The arrest on 22 May of Sam Bith, the former Khmer Rouge (KR) commander in connection with the murder of three western backpackers in 1994, including the Australian David Wilson, has been one of the few events in Cambodia over recent weeks to command international attention. A warrant for Bith's arrest was issued more than two years ago, but he has continued to live an untroubled existence until now. Some local observers have suggested that the government's decision to act was taken in preparation for the June Cambodian donors' meeting. It is also thought to be a signal to the United Nations that the government is prepared to act against former KR personalities, even if there is still no agreement over a Khmer Rouge tribunal and much more senior KR leaders remain free.

As Hun Sen continues as the unchallenged leader of his country, FUNCINPEC is once again experiencing internal difficulties. Following the party's lamentable performance in the February elections, the party's leaders promised to restore its stability and credibility. But this promise has been undermined by internal frictions involving You Hokry, the Minister of the Interior, who has been accused of corruption and nepotism by his fellow FUNCINPEC party members. At the same time, Prince Norodom Chakrapong's announcement of his intention to form a new political party, the Khmer Spirit Party, appears to have the potential to draw support from individuals currently linked to FUNCINPEC.

On the economic front, the government has made clear that it hopes to join the World Trade Organisation in 2003. If this is to take place, Cambodia will have to address the consequences of membership, most particularly the loss of trade privileges such as clothing quotas in the United States. Against this background there is at least a stated recognition of the need to move away from heavy reliance on low-cost garment production towards the commercial agricultural sector, particularly value-added exports such as packaged foods and cereals. Meanwhile, discussion has been increasing of the problems associated with continuing corruption and an out-of-date legal system, both of which discourage direct foreign investment. Direct foreign investment fell to US$120 million in 2001, continuing a slide that has being going on for several years. Illegal timber deals, facilitated by corrupt practices, continue to be a major problem despite the Phnom Penh government's apparent recognition that this is an issue that must be solved.

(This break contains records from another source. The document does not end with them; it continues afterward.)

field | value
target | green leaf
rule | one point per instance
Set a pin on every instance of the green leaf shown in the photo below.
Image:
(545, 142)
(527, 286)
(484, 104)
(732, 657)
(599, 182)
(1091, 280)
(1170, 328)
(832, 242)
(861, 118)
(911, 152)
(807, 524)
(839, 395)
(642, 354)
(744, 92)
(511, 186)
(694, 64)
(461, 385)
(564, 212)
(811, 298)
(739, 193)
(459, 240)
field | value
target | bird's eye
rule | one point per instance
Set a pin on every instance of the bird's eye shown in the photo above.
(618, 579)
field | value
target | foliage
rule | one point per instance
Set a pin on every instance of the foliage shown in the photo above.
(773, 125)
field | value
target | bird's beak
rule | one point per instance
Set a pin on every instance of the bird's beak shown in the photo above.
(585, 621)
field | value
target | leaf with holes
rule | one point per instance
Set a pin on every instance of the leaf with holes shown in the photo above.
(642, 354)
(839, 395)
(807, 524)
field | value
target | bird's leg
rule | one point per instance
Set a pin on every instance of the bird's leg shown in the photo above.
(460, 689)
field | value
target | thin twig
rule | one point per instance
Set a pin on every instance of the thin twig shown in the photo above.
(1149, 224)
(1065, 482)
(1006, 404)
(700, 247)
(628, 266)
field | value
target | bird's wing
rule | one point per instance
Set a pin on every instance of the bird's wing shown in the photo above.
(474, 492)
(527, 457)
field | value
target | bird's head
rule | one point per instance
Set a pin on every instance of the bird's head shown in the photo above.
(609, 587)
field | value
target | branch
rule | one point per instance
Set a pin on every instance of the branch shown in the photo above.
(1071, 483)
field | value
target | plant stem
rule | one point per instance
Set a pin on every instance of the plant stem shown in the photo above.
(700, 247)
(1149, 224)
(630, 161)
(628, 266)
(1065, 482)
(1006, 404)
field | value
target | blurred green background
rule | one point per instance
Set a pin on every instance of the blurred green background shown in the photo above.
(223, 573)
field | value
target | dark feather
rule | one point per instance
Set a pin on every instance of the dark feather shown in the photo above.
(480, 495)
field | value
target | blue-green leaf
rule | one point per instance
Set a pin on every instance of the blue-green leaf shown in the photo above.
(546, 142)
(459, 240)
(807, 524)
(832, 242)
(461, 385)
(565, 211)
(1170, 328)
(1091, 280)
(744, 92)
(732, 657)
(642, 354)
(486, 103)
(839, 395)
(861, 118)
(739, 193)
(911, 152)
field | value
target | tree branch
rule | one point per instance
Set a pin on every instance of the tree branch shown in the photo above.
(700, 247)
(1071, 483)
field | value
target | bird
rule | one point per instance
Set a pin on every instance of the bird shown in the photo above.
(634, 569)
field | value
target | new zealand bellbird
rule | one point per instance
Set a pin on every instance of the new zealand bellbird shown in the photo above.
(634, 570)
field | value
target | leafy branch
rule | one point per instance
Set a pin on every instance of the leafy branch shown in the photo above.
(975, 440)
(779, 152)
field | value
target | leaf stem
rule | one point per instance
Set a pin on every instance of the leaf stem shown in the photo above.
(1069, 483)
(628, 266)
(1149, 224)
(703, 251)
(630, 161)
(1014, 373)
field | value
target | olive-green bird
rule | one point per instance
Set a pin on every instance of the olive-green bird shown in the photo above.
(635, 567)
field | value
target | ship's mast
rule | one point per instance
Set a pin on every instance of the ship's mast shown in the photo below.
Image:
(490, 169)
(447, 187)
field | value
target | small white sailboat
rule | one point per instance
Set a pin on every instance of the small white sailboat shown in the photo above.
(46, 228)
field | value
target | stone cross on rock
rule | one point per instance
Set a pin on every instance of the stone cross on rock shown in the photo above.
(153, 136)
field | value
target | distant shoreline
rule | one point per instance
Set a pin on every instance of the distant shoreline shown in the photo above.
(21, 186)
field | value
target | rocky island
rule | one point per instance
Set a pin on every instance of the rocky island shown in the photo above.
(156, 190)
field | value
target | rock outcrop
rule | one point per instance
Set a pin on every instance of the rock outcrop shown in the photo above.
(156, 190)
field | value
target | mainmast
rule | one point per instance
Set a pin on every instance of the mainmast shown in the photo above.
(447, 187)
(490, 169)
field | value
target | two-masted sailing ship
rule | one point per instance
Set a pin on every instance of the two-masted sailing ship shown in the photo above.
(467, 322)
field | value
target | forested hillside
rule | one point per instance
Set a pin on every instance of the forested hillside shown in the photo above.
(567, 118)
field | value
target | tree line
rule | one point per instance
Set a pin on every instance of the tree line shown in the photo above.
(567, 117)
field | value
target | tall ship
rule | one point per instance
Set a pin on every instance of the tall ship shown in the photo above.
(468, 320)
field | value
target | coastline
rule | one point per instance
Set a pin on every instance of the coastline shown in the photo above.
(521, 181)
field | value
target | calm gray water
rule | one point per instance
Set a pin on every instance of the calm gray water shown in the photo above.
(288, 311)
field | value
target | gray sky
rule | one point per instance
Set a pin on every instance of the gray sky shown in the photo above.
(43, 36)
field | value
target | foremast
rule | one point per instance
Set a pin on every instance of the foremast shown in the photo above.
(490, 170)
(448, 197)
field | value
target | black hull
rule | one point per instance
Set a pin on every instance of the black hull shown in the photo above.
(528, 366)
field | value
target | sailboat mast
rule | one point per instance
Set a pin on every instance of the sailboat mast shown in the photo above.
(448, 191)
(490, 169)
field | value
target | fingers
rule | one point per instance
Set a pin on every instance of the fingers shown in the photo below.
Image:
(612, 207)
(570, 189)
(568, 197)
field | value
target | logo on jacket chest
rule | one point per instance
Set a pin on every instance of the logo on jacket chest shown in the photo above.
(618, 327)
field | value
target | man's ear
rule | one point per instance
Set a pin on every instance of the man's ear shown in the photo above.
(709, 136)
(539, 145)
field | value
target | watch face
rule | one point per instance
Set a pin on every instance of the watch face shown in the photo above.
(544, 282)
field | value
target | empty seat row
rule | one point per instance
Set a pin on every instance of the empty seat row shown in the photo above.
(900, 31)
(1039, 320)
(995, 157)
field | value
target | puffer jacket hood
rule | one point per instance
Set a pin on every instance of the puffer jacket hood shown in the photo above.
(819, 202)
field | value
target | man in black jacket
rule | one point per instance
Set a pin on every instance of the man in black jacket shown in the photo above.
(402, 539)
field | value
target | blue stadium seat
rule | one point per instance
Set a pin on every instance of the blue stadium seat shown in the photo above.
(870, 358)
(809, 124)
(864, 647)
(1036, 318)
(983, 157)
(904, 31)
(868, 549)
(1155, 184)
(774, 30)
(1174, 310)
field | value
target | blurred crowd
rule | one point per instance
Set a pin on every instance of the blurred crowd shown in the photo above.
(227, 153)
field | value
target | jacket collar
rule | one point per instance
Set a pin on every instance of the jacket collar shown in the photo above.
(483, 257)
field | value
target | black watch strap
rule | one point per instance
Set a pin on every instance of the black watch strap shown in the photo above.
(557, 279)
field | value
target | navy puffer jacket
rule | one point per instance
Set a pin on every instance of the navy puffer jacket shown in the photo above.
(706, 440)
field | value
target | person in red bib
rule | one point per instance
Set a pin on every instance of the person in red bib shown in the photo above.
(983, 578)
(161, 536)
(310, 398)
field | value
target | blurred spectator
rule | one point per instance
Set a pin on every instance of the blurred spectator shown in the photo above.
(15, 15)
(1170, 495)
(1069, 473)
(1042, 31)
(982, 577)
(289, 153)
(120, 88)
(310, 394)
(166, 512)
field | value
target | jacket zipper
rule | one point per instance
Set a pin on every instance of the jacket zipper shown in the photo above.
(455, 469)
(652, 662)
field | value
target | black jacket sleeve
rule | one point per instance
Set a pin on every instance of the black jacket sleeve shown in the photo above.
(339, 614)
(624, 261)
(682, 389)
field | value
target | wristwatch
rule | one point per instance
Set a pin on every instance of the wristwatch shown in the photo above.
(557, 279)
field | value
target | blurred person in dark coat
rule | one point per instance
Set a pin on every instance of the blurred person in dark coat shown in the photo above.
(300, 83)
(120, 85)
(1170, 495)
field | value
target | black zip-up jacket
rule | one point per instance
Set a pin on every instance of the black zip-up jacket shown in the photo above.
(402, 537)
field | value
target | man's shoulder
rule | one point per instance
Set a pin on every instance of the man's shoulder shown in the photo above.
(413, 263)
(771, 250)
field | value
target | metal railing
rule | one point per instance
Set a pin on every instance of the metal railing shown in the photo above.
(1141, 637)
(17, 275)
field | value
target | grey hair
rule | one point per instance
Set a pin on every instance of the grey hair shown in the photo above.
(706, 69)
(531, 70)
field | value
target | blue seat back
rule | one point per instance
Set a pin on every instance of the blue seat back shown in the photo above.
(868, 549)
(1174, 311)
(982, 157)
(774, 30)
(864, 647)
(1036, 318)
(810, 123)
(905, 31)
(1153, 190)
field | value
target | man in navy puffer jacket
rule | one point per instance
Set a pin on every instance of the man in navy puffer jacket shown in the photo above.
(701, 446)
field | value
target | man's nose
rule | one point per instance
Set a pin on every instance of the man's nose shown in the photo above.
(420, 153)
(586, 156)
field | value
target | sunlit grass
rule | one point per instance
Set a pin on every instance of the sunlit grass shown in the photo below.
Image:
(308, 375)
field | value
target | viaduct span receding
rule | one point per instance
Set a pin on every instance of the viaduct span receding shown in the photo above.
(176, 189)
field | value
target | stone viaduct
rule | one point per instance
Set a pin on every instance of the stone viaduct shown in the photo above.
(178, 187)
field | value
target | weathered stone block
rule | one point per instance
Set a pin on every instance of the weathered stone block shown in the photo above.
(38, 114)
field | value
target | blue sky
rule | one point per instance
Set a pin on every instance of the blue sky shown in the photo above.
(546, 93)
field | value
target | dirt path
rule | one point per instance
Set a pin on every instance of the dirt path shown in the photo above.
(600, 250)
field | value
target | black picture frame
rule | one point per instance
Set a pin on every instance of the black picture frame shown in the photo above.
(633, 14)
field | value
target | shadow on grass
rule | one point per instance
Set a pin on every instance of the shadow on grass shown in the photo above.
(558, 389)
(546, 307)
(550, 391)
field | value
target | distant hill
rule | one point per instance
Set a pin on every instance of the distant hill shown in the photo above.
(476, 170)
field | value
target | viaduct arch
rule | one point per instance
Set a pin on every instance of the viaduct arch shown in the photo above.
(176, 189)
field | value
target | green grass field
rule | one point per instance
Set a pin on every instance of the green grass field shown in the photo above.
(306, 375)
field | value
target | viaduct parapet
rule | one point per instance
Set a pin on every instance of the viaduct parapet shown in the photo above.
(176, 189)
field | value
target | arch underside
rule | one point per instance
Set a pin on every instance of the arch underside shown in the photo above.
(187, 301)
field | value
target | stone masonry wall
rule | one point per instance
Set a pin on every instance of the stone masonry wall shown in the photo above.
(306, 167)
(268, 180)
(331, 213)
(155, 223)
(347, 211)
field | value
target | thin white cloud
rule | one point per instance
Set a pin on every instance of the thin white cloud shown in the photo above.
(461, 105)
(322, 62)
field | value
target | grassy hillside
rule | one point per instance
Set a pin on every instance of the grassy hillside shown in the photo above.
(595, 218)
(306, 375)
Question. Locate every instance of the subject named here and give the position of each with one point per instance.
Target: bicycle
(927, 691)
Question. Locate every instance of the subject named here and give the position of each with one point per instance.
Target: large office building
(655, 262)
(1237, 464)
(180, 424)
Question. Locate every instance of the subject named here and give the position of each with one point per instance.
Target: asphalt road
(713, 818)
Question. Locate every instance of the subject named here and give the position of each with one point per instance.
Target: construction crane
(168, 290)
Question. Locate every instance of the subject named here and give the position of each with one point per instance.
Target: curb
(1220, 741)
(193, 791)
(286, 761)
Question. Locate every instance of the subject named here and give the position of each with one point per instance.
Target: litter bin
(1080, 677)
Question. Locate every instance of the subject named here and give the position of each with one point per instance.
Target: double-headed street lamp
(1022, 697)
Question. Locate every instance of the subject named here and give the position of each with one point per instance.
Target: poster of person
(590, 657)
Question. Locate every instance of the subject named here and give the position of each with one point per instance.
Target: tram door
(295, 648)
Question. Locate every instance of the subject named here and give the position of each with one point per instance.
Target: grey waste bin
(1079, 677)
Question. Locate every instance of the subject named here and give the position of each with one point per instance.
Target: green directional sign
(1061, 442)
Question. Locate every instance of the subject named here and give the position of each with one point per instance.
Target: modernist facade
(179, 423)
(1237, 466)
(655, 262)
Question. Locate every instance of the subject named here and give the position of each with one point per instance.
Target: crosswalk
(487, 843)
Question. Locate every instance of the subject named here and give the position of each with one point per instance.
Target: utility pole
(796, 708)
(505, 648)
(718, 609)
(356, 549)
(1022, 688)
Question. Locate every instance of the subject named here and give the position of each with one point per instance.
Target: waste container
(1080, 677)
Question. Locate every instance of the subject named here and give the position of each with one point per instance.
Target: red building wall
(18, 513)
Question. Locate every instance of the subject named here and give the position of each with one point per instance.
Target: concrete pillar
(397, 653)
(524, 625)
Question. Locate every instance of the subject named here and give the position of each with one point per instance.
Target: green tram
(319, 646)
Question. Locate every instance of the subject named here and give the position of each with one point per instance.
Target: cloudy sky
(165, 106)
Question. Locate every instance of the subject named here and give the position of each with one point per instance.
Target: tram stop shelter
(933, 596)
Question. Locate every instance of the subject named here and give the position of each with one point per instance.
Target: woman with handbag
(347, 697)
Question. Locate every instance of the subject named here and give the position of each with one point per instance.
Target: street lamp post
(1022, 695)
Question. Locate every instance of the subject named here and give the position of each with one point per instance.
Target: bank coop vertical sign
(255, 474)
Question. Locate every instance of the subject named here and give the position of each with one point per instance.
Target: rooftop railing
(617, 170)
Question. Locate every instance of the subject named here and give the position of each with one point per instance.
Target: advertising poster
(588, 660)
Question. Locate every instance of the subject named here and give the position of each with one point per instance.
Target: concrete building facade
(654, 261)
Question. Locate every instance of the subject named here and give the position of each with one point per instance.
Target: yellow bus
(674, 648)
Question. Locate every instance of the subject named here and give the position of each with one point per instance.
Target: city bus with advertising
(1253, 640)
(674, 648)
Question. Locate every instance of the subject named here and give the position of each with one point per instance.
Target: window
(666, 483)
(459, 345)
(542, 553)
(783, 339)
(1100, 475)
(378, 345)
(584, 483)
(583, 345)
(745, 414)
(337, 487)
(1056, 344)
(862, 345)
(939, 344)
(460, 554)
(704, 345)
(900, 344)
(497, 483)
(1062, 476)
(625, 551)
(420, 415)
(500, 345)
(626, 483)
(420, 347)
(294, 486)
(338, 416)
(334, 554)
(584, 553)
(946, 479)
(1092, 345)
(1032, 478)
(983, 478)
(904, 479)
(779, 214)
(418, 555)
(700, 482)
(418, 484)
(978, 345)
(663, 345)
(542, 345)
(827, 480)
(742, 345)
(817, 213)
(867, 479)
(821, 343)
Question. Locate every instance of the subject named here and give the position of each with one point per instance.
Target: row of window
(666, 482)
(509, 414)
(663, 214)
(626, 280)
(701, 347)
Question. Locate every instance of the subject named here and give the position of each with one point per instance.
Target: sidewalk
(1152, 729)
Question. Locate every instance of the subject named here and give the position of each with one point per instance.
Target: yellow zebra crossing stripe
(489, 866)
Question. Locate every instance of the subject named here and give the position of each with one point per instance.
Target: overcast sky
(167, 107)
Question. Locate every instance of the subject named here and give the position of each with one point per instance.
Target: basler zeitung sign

In the latest move to exploit Cambodia's tourist potential, the government has signed a memorandum of understanding with a Las Vegas consortium for a feasibility study for resorts on two islands in the Gulf of Thailand, immediately west of Sihanoukville. While stating that there is no commitment from the consortium to establish a casino in a future resort, the Minister of Commerce, Cham Prasidh, acknowledged that this was a possibility.

From the beginning of July, Cambodia assumes the ASEAN chairmanship.

WATCHPOINT: Will there ever be a Khmer Rouge Tribunal?